Figure 1.
Electron cryomicroscopy of Bunyamwera virus (BUNV).
(A) Electron cryomicroscopy image of BUNV virions taken at 5 µm under-focus. Triangles point to glycoprotein spikes. Scale bar, 100 nm. (B) Histogram displaying the variation in diameter (nm) of the BUNV particles. (C) 5-nm thick computational sections from high defocus (−7 µm) tomographic reconstructions of six BUNV particles. Triangles point to bridging density between the membrane and RNP density. Scale bar, 50 nm.
Figure 2.
Subtomogram averaging of BUNV.
(A) A 5-nm thick section through averaged BUNV density. Three layers of RNP (*), membrane (M), and glycoprotein spike complex (1–3) are labelled. (B) 5-nm thick cross-sections taken at the radii indicated in panel A. (C) Resolution assessment by Fourier shell correlation. The dashed line corresponds to a correlation threshold of 0.143 and intersects the plot at 3.0 nm. (D) A radial density plot of the averaged structure. The different layers are labelled as in panel A. The Gn–Gc glycoprotein layer is labelled with a bar. On average, the RNP density is the greatest at the distance of 11, 19, and 27 nm from the virion centre.
Figure 3.
Tripodal architecture of BUNV glycoprotein spike.

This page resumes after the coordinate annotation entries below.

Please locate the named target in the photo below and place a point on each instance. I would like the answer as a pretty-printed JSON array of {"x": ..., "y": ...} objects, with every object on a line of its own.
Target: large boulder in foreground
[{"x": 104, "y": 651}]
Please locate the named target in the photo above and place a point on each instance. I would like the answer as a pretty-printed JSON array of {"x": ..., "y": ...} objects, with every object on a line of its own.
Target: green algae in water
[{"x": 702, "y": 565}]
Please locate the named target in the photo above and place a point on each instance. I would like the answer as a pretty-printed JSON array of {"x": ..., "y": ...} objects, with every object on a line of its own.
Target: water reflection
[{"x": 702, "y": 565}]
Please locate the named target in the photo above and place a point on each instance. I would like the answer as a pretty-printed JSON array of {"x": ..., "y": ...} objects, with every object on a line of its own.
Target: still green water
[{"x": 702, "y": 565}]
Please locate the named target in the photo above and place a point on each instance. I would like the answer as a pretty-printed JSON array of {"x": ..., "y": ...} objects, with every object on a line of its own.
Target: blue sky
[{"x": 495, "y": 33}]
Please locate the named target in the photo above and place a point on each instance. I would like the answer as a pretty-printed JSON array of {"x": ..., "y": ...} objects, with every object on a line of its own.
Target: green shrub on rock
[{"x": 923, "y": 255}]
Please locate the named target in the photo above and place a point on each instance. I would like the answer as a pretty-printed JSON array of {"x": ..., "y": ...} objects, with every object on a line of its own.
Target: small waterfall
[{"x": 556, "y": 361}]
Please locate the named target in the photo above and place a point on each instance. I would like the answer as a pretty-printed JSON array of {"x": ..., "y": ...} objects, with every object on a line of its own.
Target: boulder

(A–C) The glycoprotein spike is shown from the side A, top B, and below the membrane C. The glycoprotein is shown in orange, the membrane outer leaflet in cyan, the inner leaflet in purple, and the RNP in red. Structural regions and their corresponding dimensions are indicated in A. The three-fold symmetry axis is indicated for an intra- (black triangle) and inter-trimeric (white triangle) interface in B. Stars indicate membrane–glycoprotein contacts in C. Each contact most likely corresponds to a transmembrane region shared between Gn and Gc. The glycoprotein was rendered at 1.5 sigma and the membrane and RNP at 1 sigma above the mean density. (D) A cut-open model of a BUNV virion generated by mapping the averaged structure of the glycoprotein spike onto the corresponding tomographic reconstruction. Coloring as in A. The glycoprotein was rendered at 1.5 sigma, the membrane leaflets at 1 sigma, and the RNP at 0.5 sigma above the mean density.
Figure 4.
Locally ordered BUNV glycoprotein spike lattices.
(A) Histogram of pairwise distances between glycoprotein spikes in the virions. The distance between corresponding trimers (black triangles) is indicated for the first five major peaks. (B) Histogram of angles between neighboring spikes with respect to the curvature of the membrane. (C) Close-up of virus surface showing a locally ordered lattice of 15 glycoprotein spike trimers generated by mapping the averaged structure of the glycoprotein spike onto the corresponding tomographic reconstruction.
Figure 5.
Low-pH induced structural rearrangements of glycoprotein spikes.
(A and B) The first four class averages of glycoprotein spikes in neutral (pH 7.4) and acidic (pH 5.1) buffers are shown in panels A and B, respectively (all class averages are displayed in Figure S6). (C) Schematic illustration of pH-induced loss of order in the stalk and head domains of BUNV spike. Gn is colored green, Gc brown, transmembrane regions blue, and membrane gray.
Figure 6.
Structural diversity of bunyavirus surface glycoprotein architectures.
(A–C) Structures of Gn–Gc glycoprotein spikes (orange) are shown mapped onto the membrane surface (cyan) of: (A) an orthobunyavirus (Bunyamwera virus; BUNV), (B) a hantavirus (Tula virus; TULV; EMD-170411), and (C) a phlebovirus (Rift Valley fever virus; RVFV; EMD-15507). At the bottom of each panel, we show a close-up view of a glycoprotein spike cluster (left) and a schematic representation of the spike arrangement (right). Symmetries of individual spikes are annotated.